Roofs in desperate need of repair on both Oroville High School and Elementa

OROVILLE – It was thought the Oroville Elementary building had the roof in most need of repair, but a recent survey of the district’s facilities shows the high school roof is just as bad if not worse.

Larry Lehrke with Tremco Roofing made the survey of the roofs and presented his findings to the Oroville School Board and several board members-elect at their Monday, Nov. 28 meeting. Lehrke described a patchwork of several types and ages of roofing materials, improper repairs and years of lack of proper maintenance. He said this has caused serious problems with the roof on both facilities.

“This has led to moisture inside the roof system which is a good incubator for mold and rot which can make the roofs unsafe,” Lehrke explained to the board.

He also said improper repair or lack of repair had left large sections of roof coverings vulnerable to being blown off by the wind. Old skylights he believed were not properly covered by three-quarter inch plywood could also lead to safety issues with people falling through them. Wooden, instead of metal panels, badly repaired coping caps and improperly flashed vents and conduits can lead to moisture getting into the roof system, he said.

While there were some areas of the roof that were covered with newer shingles that were in good shape, especially at the elementary building, there was also some of the roofing material that tested positive for asbestos which he said would need to be abated. In areas that had been sprayed with polyfoam he said the material was popping in some places and in others the outside layer was coming off exposing it to UV light which allows the inner foam to deteriorate. Some areas on the high school also had pooling water due to plugged drains or improper slope. The weight of this water puts strain on the roof system, he explained.

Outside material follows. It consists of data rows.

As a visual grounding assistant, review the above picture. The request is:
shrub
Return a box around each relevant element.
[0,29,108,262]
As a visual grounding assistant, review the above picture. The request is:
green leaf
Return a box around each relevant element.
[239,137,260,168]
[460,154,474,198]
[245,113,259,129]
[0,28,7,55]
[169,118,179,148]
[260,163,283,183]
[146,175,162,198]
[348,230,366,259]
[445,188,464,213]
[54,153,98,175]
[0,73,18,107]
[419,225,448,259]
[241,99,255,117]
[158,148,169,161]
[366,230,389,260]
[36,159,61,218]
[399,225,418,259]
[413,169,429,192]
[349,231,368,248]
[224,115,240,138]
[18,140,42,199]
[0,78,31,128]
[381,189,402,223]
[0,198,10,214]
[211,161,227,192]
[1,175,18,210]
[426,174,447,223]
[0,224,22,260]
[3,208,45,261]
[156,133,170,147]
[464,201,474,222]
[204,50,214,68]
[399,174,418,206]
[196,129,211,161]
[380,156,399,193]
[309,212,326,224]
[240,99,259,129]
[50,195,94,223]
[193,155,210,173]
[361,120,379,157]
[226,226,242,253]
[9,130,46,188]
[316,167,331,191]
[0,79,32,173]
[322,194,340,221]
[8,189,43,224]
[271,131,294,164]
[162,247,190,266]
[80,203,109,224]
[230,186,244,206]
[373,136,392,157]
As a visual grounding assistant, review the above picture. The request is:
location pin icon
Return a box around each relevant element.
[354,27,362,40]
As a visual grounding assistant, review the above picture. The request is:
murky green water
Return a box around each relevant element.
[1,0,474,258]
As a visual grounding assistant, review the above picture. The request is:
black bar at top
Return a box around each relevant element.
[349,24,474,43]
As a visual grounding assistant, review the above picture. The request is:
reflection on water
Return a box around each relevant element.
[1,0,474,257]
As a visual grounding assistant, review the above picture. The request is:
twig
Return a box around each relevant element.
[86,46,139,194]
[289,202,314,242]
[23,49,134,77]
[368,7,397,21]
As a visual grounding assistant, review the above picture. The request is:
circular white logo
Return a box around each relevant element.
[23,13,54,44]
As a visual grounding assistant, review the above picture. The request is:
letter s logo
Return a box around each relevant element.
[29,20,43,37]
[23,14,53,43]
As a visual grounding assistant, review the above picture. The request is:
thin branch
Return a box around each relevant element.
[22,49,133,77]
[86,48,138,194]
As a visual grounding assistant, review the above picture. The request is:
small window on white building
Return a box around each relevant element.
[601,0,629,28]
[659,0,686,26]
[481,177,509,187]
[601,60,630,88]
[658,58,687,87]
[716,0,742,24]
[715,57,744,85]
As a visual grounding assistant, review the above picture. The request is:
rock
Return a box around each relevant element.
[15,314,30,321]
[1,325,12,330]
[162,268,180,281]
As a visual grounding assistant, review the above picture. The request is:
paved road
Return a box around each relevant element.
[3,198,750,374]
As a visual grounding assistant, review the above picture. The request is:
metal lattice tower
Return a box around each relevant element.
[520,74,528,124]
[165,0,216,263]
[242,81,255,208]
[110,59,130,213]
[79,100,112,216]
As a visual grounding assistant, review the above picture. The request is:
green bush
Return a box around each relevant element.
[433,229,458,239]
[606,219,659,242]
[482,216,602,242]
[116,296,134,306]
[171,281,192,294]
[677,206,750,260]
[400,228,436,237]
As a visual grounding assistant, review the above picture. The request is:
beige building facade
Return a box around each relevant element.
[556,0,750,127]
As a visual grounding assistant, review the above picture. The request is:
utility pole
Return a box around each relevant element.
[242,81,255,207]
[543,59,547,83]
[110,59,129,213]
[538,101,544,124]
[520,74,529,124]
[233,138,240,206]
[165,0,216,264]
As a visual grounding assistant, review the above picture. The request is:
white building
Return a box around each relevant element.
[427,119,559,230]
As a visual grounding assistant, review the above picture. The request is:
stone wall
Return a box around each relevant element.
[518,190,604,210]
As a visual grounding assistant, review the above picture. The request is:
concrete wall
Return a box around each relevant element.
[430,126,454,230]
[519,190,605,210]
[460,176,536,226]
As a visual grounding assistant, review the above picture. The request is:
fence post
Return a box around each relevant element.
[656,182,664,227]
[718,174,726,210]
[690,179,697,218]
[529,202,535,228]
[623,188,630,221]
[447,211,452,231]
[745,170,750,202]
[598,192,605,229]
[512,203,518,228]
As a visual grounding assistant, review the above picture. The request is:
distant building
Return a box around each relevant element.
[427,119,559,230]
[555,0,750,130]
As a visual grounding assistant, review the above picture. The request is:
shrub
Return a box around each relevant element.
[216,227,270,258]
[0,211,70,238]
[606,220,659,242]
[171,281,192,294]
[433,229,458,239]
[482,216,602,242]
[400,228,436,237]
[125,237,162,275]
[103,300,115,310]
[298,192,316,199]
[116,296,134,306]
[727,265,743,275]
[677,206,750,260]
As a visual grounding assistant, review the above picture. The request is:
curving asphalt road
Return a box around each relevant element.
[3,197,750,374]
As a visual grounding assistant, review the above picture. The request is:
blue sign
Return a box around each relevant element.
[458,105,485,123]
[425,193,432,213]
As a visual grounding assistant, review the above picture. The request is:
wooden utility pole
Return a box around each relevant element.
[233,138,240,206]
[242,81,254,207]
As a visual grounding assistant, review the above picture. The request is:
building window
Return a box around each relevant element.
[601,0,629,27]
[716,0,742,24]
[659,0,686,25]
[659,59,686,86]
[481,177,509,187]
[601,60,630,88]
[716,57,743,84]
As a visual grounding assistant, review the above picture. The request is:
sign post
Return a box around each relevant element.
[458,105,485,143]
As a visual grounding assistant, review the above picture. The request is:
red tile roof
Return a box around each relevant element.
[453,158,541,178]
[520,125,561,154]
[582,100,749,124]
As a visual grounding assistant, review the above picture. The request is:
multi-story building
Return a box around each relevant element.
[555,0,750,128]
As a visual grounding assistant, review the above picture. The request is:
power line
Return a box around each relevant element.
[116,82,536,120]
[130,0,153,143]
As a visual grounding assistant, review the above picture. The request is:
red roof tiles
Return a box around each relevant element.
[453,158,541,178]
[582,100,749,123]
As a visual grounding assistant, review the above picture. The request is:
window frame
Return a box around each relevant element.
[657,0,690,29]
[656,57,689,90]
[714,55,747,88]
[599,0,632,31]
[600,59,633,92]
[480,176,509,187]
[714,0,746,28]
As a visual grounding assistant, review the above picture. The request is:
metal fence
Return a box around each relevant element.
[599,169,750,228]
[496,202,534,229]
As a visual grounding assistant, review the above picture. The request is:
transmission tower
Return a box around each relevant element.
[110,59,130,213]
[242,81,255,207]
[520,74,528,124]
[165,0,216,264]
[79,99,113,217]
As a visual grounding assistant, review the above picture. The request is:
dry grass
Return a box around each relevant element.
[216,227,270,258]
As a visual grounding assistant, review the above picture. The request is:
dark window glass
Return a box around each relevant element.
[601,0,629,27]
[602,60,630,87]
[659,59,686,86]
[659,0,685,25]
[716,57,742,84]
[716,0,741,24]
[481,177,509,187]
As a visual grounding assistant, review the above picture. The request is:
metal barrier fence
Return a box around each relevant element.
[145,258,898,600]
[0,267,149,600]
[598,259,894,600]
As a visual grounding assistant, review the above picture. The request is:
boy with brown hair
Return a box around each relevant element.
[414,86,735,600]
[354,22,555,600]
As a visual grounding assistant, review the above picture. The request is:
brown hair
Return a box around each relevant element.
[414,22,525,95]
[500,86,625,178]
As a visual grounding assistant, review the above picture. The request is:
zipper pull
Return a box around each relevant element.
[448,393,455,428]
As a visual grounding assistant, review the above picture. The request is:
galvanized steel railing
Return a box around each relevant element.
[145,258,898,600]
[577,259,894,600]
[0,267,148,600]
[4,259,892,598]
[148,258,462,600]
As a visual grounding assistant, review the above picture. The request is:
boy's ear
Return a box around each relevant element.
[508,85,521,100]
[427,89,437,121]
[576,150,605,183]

He recommended the roofs, each about 76,000 square feet, be replaced with a three-layer, sloped system to protect the roof system and properly drain moisture. He also recommended any existing wood paneling be replaced with metal panelling which he said would help to anchor the new roof system.

He said an estimated “worst-case scenario” budget for replacing the elementary roof would be $1.1 million and for the high school it would be $1.5 million. The multi-ply, gravel surface material he recommended to the board has a 30-year warranty and would have an R30 rating for insulation. Other materials like single-single layer roofing have shorter warrantees, between 10 and 15 years.

“Single layer is easier to repair, but it also damages more easily,” he said.

Jeff Soehren, a specialist in school facilities with the North Central Washington Educational Services District is working with a group of volunteers studying Oroville’s school facilities. He is also looking at ways to finance repairs and remodeling. He told the board he had surveyed the facilities and that Oroville’s elementary school building scored low, 27 out of a possible 100 points.

“The bad news is the score is low, the good news is the score is low. The state looks at funding those schools with the lowest scores,” he said.

Soehren said the elementary had about $2.2 million in priorities, the high school $1.6 to $1.9 million and the bus garage $121,000 to $194,000.

“I was surprised, both schools interiors are good regarding fit and finish, the interiors behind the walls are dubious and the exteriors are not as good,” he said.

He suggested the district consider looking at a pair of six-year capital improvement bonds that would stabilize the buildings through re-roofing, upgrades and maintenance. He also suggested that the district schedule the Maintenance and Operations Levies so they don’t correspond with the same time the voters are being asked to approve the bonds. By going with the shorter, six-year capital improvement bonds the district would be able to get to the year 2024 when it is eligible for more state funding that could be used for a larger 30-year bond to make major improvements to the facilities. The six-year bonds need a simple 50 percent majority like the M&O Levy, while the longer term capital improvement bonds need 60 percent approval.

In the survey of facilities, in addition to roof repair for the elementary school, Soehren had several improvements and their estimated costs listed in the project summery. These included a new kitchen and cafeteria, restroom upgrades, technology, parking drop off upgrades, exterior paint and window upgrades.

School Superintendent Steve Quick will speaking at the Oroville Chamber of Commerce meeting on Thursday, Dec. 8 to discuss the upcoming levy and possible school facilities improvements strategies.